What is anticipatory anxiety and how to overcome it? : Current Woman Le MAG

Have you ever been afraid of something, before it happened? This intangible feeling of fear is quite common, it is called anticipatory anxiety. For example, you have to go for an MRI and you feel stress before the exam, at the thought of being stuck in the tube. It is therefore the fact ofapprehend a situation with worry, without having experienced it yet. Psychologist Maria Hejnar looks at the mechanisms of this anxiety disorder and offers solutions to free yourself from it.

How does anticipatory anxiety manifest?

“There is a difference between fear, which is rational in the face of a situation, and anxiety, which is the same feeling but has no existing object“, she begins. “It’s like you live with a lion by your side every day, except the lion isn’t actually there.” According to her, anticipatory anxiety could be likened to background noise, as if we were constantly hearing “oh my, this is going to go badly”, before anything has happened. For some, this anxiety is managed, it is not disabling. Before an important event, we are worried, we are apprehensive, but we go anyway. And in others, it grows to the point where it can turn into panic and become paralyzing.

Anticipatory anxiety, when it takes up too much space in individuals who suffer from it, can generate anxiety attacks. Reasoning no longer manages to counter the effects of fear, “patients then lose control”, she notes. Concretely, one may have the impression of finding oneself in an unreal world, of being “depersonalized”, having dizziness, nausea and other digestive disorders, chest pain, a feeling of shortness of breath, palpitations, tremors, heavy sweating, feeling like our legs are going to give out…

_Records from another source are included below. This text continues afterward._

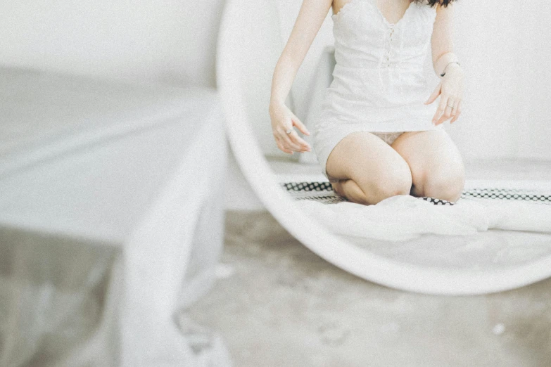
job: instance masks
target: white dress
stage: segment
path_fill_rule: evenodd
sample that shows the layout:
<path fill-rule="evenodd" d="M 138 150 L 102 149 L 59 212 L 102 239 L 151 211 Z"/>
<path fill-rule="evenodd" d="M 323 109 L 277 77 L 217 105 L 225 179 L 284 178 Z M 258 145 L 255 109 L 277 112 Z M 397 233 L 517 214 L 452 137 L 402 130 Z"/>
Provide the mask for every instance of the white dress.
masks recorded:
<path fill-rule="evenodd" d="M 352 132 L 394 133 L 379 134 L 390 144 L 400 132 L 442 129 L 431 122 L 437 103 L 424 104 L 436 7 L 412 2 L 393 24 L 375 1 L 351 0 L 331 16 L 336 64 L 312 129 L 326 177 L 329 153 Z"/>

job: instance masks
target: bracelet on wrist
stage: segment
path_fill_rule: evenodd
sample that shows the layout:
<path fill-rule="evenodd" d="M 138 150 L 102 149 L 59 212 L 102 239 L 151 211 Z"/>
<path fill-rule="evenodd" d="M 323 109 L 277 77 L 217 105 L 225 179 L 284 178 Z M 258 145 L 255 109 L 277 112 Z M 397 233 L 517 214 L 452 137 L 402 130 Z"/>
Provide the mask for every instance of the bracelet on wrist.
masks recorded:
<path fill-rule="evenodd" d="M 461 64 L 459 63 L 459 61 L 450 61 L 449 63 L 448 63 L 448 65 L 445 65 L 445 67 L 444 67 L 444 72 L 441 74 L 440 76 L 443 77 L 444 75 L 445 75 L 445 72 L 446 72 L 445 70 L 446 69 L 448 69 L 448 66 L 450 64 L 453 64 L 453 63 L 457 64 L 459 66 L 461 66 Z"/>

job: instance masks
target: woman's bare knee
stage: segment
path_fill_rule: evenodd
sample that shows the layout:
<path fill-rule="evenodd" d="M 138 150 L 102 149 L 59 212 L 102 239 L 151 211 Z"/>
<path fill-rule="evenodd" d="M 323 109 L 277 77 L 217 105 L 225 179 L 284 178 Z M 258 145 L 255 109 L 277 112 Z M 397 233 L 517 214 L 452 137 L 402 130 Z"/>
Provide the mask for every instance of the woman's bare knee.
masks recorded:
<path fill-rule="evenodd" d="M 424 195 L 455 202 L 461 197 L 465 186 L 462 172 L 439 172 L 427 175 L 423 183 Z"/>
<path fill-rule="evenodd" d="M 387 167 L 382 174 L 362 180 L 360 188 L 370 204 L 376 204 L 397 195 L 409 195 L 412 188 L 412 175 L 406 163 L 398 162 Z"/>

When anxiety becomes generalized, it manifests itself as a persistent feeling of insecurity, and “permanent and excessive worry that interferes with daily activities. It can be accompanied by physical symptoms, such as agitation, nervousness, fatigue, difficulty concentrating, muscle tension or sleep problems. Inserm. And Maria Hejnar added: “anxiety can be expressed in different ways, it can turn into phobias, it can lead to somatization (having persistent physical symptoms linked to excessive fears).

What causes anticipatory anxiety?

Concretely, anticipatory anxiety is part of a context of more global anxiety. “When there is a little anxiety, it can be a driving force in life. It helps us to anticipate more, it motivates us to work… It’s stimulating and empowering”, explains the psychologist. But when this anxiety is too great, the effect is the opposite, and this is often due to the fact that the individual “lives with a significant lack of internal security“.

The psychologist returns to this feeling and explains that it can come from past traumas, whether big or small. “The feeling of internal security is founded during childhood, it is constituted with the people who take care of us. When an adult is in such insecurity, to the point of living in permanent anxiety, there could have been had a problem at the time of the foundation of this internal security”. She cites sometimes trivial examples: being asked to answer a question on the board and not knowing the answer, others more serious, such as being separated from a parent too early.

The mechanism of anticipatory anxiety

In people who live with this anxiety, a vicious circle sets in. “Typically, what serves as the basis for anticipatory anxiety has happened once. They’ve experienced something and think it’s going to happen again, so they have anticipatory fear,” notes the psychologist. She gives a concrete example: someone who would have experienced anxiety while crossing a bridge by car, and who would since then be afraid to do it again, for fear that the anxiety would resurface. “There are people who make a 100-kilometer detour to avoid crossing a bridge again,” remarks the psychotherapist.

Anticipatory anxiety can lead to seeking avoidance at all costsand go as far as the development of phobias. “But the more we avoid something that scares us, the worse the situation becomes, because the less familiar the thing is, the more frightening it is. We then become prisoners of the phobia and by extension of this anticipatory anxiety.” underlines Maria Hejnar.

What are the solutions to anticipatory anxiety?

Anticipatory anxiety is treated in the same way as generalized anxiety. The objective is to reduce the level of insecurity felt by the patient, via therapy. “When there is really a lot of anxiety and it disrupts daily life, we can introduce cognitive-behavioral therapy (CBT) techniques. We also use relaxation to reduce the general level of anxiety. We teach the patient to know your body and its anxiety reactions, to ensure that they do not become invasive. We also work on the irrational side of fear which has no precise object. The objective is to understand. what are the reasons for this anxietyat large.”